Armenia - A woman votes in a polling station in Yerevan, 6Dec2015.
Armenia - A woman votes in a polling station in Yerevan, 6Dec2015.

A prosecutor demanded on Friday a suspended two-year prison sentence for the only Armenian official who has been prosecuted so far in connection with serious fraud reported before and during last month’s constitutional referendum.

Zaven Mirijanian, a local government official in Yerevan’s central administrative district, was arrested in late November for allegedly attempting to bribe an opposition member of an election commission into turning a blind eye into a miscounting of ballots to be cast in the December 6 vote.

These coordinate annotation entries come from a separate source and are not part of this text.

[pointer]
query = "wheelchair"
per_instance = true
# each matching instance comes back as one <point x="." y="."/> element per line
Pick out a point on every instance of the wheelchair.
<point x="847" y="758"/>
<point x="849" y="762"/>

The opposition Armenian National Congress (HAK) presented prosecutors with purported video evidence of the bribery attempt.

Mirijanian went on trial on Friday, pleading guilty to the accusation that he offered the commission member affiliated with the HAK to leave a polling station during the ballot count in return for 100,000 drams ($207) in cash. The suspended jail term demanded by a trial prosecutor afterwards means that he will almost certainly avoid imprisonment.

Levon Zurabian, the HAK’s deputy chairman, said the opposition party would appeal against such a verdict. Zurabian also complained that the 30-minute trial was held under a so-called “accelerated procedure” not involving cross-examination of witnesses and evidence. He said the court thus avoided trying to find out who ordered Mirijanian to bribe the HAK representative.

“Clearly, if they had properly investigated this case they would have had to point the finger at [President] Serzh Sarkisian because Serzh Sarkisian was the main organizer of those widespread falsifications,” Zurabian told RFE/RL’s Armenian service (Azatutyun.am).

The HAK and several other opposition parties claim that the authorities rigged the referendum results to enact controversial amendments to the Armenian constitution widely seen as important for Sarkisian’s political future. Their allegations have been echoed by Armenian civic groups that monitored the referendum. The Armenian authorities insist, however, that the vote was free and free.

Both the EU and the United States have urged the authorities to properly investigate the “credible” allegations. They have warned that failure to do so would compromise the legitimacy of the official referendum results showing a “Yes” vote for Sarkisian’s constitutional changes.

Armenian law-enforcement bodies say they have investigated more than 480 fraud reports and opened over 50 criminal cases in connection with them. Mirijanian is the only person known to have been arrested and prosecuted as a result.